Smiley se había puesto tan pálido que Guillam se asustó de veras. Se preguntaba si no le habría dado un ataque al corazón, si no estaría a punto de desmayarse. Desde donde estaba Guillam, las mejillas y la tez de Smiley se convirtieron de pronto en las de un viejo y en sus ojos, cuando se dirigió sólo a Martello también, había el ardor de un viejo.
—De cualquier modo hay un acuerdo. Y mientras esté vigente, confío en que lo cumpliréis. Tenemos vuestra declaración general de que os abstendréis de operar en territorio británico salvo que se os haya concedido permiso. Tenemos vuestra promesa concreta de que nos dejaréis manejar a nosotros solos este caso, vigilancia y comunicación aparte,
independientemente de adonde nos lleve en su evolución.
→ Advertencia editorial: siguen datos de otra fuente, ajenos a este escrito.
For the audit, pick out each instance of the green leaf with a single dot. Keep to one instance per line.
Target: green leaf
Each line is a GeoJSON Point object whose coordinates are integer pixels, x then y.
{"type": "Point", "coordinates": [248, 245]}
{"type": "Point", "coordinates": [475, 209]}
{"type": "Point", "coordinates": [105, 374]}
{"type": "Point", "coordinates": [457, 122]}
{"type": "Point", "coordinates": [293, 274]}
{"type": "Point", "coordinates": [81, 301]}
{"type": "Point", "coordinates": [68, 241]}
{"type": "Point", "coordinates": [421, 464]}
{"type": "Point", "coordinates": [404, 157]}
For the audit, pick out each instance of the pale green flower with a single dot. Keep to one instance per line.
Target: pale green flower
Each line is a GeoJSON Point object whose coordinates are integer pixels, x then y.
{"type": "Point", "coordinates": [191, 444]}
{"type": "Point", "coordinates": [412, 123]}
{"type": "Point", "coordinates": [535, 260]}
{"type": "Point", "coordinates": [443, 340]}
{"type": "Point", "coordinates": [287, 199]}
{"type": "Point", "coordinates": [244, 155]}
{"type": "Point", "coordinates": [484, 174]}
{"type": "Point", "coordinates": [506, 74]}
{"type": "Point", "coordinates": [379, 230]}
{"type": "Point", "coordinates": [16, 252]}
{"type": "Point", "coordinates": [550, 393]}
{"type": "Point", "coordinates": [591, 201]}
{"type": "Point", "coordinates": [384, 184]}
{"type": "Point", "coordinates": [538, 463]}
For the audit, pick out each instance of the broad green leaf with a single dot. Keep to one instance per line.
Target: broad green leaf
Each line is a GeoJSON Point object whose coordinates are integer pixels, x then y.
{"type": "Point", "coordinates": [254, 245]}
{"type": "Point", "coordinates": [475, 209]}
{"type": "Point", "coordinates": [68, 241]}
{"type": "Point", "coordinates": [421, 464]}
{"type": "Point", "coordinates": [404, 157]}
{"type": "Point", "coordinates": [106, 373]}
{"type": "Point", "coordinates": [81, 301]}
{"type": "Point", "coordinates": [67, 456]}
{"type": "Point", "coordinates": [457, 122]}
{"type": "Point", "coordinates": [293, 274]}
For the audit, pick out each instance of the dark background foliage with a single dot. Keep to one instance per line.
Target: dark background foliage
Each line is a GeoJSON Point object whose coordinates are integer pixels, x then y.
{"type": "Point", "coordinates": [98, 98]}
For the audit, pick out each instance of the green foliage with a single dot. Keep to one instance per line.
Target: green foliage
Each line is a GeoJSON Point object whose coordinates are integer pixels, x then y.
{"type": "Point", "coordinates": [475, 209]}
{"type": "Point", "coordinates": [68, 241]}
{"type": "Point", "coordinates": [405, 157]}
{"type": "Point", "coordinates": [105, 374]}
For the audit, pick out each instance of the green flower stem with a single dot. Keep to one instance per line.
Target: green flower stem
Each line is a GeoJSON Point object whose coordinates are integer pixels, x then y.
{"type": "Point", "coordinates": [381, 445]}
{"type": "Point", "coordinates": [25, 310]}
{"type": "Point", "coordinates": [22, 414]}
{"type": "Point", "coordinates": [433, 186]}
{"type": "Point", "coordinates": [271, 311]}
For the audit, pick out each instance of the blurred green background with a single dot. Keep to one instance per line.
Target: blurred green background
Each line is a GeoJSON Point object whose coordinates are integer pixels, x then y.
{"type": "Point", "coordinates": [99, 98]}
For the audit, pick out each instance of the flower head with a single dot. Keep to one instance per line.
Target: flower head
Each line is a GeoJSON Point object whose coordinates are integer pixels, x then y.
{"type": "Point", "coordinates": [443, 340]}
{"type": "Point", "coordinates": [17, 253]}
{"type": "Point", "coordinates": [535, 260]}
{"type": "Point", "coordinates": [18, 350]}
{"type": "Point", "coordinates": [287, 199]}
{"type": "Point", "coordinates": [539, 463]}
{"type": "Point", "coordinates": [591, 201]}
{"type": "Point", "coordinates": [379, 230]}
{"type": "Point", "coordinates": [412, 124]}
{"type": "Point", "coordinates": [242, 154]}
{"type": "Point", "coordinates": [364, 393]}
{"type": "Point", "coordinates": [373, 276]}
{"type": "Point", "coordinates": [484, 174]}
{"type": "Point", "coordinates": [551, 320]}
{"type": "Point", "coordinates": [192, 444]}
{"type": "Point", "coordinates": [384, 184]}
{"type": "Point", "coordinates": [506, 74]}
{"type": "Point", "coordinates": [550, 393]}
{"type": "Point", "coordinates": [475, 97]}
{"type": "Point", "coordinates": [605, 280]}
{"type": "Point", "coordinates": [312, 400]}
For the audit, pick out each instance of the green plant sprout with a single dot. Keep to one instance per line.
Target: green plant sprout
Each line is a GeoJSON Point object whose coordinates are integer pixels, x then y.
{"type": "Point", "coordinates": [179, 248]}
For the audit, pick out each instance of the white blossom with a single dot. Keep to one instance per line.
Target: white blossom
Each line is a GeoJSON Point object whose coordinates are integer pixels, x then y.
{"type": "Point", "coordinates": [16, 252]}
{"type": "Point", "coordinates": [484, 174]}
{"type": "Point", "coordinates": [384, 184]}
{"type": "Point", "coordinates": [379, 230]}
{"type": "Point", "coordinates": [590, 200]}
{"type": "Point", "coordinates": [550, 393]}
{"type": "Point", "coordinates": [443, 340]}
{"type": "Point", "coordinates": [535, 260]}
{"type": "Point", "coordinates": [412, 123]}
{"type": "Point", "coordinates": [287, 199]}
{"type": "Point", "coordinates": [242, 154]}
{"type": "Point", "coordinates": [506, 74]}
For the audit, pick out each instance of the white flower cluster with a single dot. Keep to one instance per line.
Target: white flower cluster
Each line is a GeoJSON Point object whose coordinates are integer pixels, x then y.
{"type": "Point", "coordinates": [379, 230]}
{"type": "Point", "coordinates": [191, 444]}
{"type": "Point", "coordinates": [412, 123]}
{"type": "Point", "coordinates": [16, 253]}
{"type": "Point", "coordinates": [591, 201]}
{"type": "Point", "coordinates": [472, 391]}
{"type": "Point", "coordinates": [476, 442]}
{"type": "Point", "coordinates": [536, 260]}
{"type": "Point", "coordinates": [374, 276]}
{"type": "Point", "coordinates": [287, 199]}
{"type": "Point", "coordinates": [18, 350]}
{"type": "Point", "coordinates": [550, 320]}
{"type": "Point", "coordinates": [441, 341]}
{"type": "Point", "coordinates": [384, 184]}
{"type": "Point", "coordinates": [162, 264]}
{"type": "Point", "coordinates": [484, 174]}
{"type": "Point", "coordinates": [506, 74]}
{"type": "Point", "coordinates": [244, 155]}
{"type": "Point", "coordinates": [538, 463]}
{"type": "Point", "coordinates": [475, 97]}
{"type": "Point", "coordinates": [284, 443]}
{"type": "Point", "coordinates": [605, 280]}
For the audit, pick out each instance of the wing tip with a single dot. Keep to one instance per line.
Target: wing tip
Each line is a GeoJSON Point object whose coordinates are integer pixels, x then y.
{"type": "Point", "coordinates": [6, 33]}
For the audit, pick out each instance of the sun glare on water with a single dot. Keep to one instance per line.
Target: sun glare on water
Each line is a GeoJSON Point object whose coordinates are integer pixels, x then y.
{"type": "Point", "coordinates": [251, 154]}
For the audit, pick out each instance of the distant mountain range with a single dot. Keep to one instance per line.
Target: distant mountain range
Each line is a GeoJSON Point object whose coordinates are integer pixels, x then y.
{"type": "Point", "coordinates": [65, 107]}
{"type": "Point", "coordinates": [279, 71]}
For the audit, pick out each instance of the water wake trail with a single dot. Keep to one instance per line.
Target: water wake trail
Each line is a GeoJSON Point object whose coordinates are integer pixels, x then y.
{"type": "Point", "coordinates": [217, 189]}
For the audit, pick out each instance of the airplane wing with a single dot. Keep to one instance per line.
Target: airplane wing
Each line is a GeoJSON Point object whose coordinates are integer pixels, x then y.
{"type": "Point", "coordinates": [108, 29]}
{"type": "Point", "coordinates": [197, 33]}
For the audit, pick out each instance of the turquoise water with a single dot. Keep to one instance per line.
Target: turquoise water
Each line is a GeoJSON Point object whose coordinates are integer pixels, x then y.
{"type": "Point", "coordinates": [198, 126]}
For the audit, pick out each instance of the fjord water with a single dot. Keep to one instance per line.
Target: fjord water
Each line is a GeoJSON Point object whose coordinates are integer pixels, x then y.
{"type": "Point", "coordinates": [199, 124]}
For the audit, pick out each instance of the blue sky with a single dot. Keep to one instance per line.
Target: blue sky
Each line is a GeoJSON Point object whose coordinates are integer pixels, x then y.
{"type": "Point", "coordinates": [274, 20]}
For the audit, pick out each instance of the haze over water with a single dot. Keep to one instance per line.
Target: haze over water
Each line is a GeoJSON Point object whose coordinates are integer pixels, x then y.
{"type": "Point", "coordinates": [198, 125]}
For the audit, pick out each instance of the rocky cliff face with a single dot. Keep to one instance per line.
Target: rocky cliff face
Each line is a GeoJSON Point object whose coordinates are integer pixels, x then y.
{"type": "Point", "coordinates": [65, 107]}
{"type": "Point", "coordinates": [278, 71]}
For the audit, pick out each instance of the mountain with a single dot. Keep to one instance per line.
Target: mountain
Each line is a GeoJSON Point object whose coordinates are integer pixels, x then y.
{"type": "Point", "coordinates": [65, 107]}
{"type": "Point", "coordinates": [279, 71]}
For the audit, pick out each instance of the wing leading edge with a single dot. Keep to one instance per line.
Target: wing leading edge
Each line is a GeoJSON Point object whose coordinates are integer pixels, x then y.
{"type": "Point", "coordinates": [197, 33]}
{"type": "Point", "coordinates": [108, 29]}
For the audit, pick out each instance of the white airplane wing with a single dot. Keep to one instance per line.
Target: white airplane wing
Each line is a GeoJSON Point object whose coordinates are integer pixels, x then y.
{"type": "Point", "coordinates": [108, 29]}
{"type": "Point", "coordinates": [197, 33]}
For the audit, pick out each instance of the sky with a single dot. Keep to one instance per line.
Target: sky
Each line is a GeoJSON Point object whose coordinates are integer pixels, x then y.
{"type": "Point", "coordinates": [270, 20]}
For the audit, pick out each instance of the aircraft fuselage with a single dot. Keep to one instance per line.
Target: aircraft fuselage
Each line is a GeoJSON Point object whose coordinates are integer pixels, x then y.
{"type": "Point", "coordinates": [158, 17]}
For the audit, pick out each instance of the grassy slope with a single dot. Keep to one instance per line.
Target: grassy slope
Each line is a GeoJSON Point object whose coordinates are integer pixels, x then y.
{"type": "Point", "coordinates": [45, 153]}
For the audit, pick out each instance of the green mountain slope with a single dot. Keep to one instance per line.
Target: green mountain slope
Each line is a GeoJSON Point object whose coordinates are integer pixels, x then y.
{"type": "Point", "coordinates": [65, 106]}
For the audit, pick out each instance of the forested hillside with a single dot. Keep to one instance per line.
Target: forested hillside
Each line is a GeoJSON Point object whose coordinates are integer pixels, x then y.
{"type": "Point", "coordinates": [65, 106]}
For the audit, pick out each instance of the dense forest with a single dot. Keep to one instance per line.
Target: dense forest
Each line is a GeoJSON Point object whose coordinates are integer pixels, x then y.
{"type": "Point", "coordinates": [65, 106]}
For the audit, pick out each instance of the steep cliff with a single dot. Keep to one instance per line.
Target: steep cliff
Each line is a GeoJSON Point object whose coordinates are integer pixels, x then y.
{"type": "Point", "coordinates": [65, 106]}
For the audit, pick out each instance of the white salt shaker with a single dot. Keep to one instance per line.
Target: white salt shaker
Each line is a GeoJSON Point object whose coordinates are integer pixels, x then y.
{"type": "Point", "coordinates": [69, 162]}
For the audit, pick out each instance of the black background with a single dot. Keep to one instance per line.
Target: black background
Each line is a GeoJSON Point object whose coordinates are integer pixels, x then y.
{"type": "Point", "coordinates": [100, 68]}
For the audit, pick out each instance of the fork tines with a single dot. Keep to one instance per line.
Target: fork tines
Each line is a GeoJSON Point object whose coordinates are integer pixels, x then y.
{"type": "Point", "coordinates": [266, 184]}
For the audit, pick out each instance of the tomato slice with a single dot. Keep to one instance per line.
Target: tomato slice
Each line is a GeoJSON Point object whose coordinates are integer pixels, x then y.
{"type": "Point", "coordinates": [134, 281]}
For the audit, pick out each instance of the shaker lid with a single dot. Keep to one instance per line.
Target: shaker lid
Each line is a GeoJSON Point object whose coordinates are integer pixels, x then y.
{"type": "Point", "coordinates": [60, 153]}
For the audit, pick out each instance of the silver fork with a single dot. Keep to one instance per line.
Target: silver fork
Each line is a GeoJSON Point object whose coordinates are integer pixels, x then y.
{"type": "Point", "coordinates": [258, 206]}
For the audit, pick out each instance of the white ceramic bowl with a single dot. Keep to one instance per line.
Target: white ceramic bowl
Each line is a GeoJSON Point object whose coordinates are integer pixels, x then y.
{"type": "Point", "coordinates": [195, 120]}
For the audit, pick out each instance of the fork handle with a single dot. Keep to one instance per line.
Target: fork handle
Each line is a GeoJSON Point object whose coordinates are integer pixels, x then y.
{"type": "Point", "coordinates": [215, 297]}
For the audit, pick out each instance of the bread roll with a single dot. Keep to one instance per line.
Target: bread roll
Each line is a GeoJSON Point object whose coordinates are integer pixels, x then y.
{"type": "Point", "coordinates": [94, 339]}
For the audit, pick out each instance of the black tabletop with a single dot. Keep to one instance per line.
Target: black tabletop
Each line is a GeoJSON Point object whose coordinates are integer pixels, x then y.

Ése fue el acuerdo. Manos fuera por completo a cambio de un examen completo del producto. Para mí, eso quiere decir lo siguiente: que Langley no actuará y que no actuará tampoco ningún otro organismo norteamericano. Considero que eso es vuestra promesa sincera. Y considero que esa promesa aún está en pie y para mí el acuerdo es invariable.
—Explícale —dijo Sol, y salió, seguido por Cy, su cetrino ayudante mormón. En la puerta se volvió y amonestó con un dedo en dirección a Smiley.
—Tú guías el carro, nosotros te decimos dónde hay que apearse y dónde hay que quedarse arriba —dijo.
El mormón asintió: «Eso es», dijo y sonrió a Guillam, como invitándole. A un gesto de Martello, Murphy y su silencioso colega le siguieron, saliendo del despacho.
Martello estaba sirviendo bebidas. También en su oficina eran las paredes de palo de rosa (un contrachapado de imitación, comprobó Guillam, no la cosa auténtica) y cuando Martello pulsó una palanca apareció una máquina de hielo que vomitó un firme chorro de píldoras en forma de balones de rugby. Martello sirvió tres whiskies sin preguntar a los demás qué querían. Smiley lo miraba todo. Aún tenía las manos regordetas apoyadas en los extremos de los brazos del sillón de líneas aéreas, pero estaba retrepado y desmadejado como un boxeador exhausto entre asalto y asalto, mirando fijamente al techo, perforado por luces parpadeantes. Martello puso los vasos en la mesa.